I want a framework that:
... is full-stack and integrated, i.e. where the backend and frontend have been made to work together and where there is minimal friction and boilerplate in getting data from the one to the other. A framework that provides a complete, well-integrated solution to all common needs of non-trivial applications.
I want a framework that has "batteries included" (see below).
I want a framework that is adaptable, where the maintainers are not (presumably) omniscient, making all the decisions for me. I have been burnt repeatedly by running into the walls created by such decisions that were contrary to the needs of a particular project. Fulcro provides "hooks" that allow me to extend or override its key behaviors - and a lot of deep design thinking went into that - so that I can truly adapt it to the unique needs of my project, as long as I am aligned with its overall philosophy.
I want a framework that provides:
A graph API so that I can simply get the data I need, in the form that suits my UI, and so that only the place - the component - that uses the data need to know about what data it needs. (Though, obviously, the backend must be able to provide it.) I want to be able to declare data needs and compose them into the complete query.
Co-location & fat components so that everything important to understand (and create) a component is contained within the component.
Normalized data so that I don’t need to worry about data duplication and data out-of-sync problems.
A framework that has batteries included:
Error handling and tacking, “loading…” status
💪 Load data synchronously / asynchronously / on-demand
😍 And more goodies that Fulcro offers such as UI State Machines (indispensable when you have any more complicated interaction flow), routing (which SPA doesn’t need one?), forms support, & more
Stuck in the JS land?
Not everybody is as lucky as I am and gets to work with ClojureScript and Fulcro. If you are stuck with JavaScript, have a look at Facebook Relay and GraphQL. Obviously I think they are inferior to the technologies I use but they are still a great improvement over Redux and REST.
Homework
Read/watch to learn about why/when a Graph API makes sense (compared to REST) - the aforementioned talk Data Navigation with Pathom 3 is great for that
Have a look at Relay (or perhaps Apollo?)

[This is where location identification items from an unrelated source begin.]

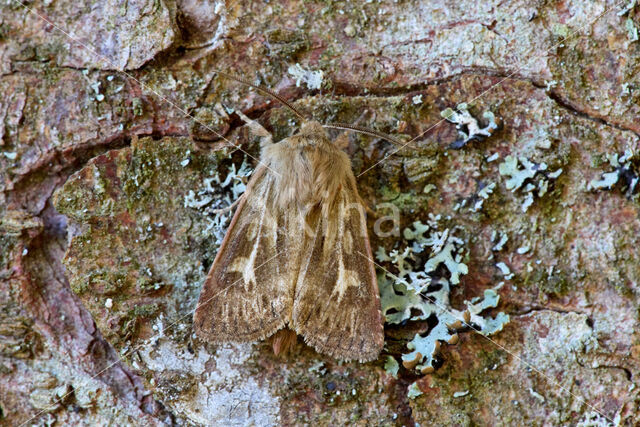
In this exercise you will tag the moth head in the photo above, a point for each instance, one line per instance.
(311, 128)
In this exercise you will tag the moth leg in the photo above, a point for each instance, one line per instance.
(256, 128)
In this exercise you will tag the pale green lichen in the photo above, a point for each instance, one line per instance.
(532, 180)
(391, 366)
(216, 194)
(626, 172)
(629, 24)
(414, 391)
(467, 125)
(419, 286)
(313, 79)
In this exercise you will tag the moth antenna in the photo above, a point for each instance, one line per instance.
(365, 131)
(264, 90)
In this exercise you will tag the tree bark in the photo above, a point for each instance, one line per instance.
(117, 135)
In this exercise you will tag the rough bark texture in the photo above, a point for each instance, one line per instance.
(103, 250)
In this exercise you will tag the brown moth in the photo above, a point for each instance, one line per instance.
(296, 255)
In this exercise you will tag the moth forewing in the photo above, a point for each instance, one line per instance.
(297, 255)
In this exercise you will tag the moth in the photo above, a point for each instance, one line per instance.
(296, 257)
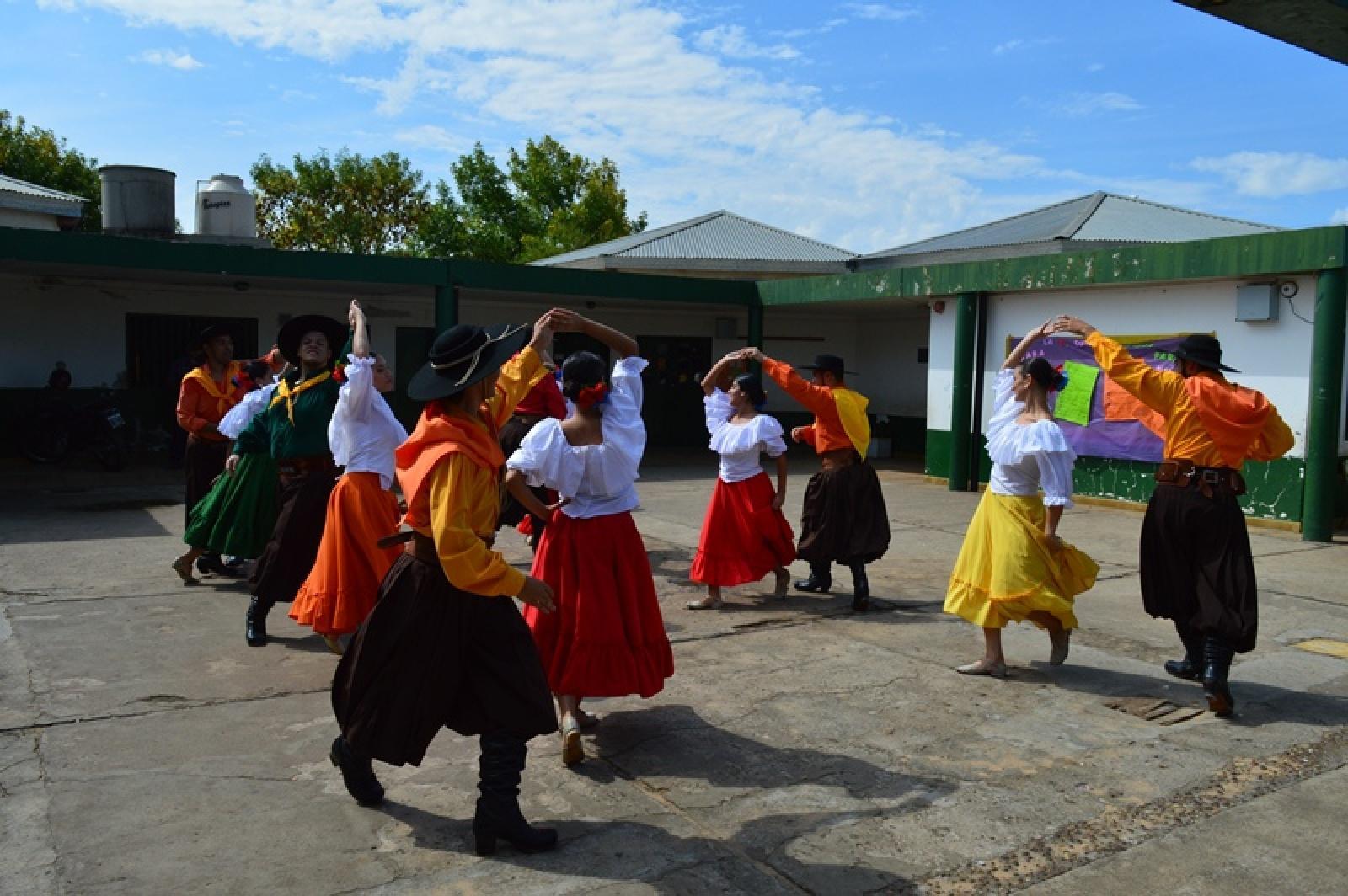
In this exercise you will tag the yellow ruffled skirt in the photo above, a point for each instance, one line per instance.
(1008, 569)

If interested in the technologies I have used:
Watch Why Build Solutions with Fulcro - Tom Toor
Beware: Don’t try to learn Clojure, ClojureScript, and Fulcro all at once! Start simple.
Read Gene Kim’s Love Letter To Clojure (Part 1)
Bonus: SWR
SWR is a neat hooks-based library for no-boilerplate data fetching and caching, with built-in tracking of the "loading" and "failed" status, with a support for a universal data fetching function (no more fetchHotDeals
). So if you are stuck with a REST API, it might be best. However it is very non-functional, with potentially remote calls spread all throughout your code.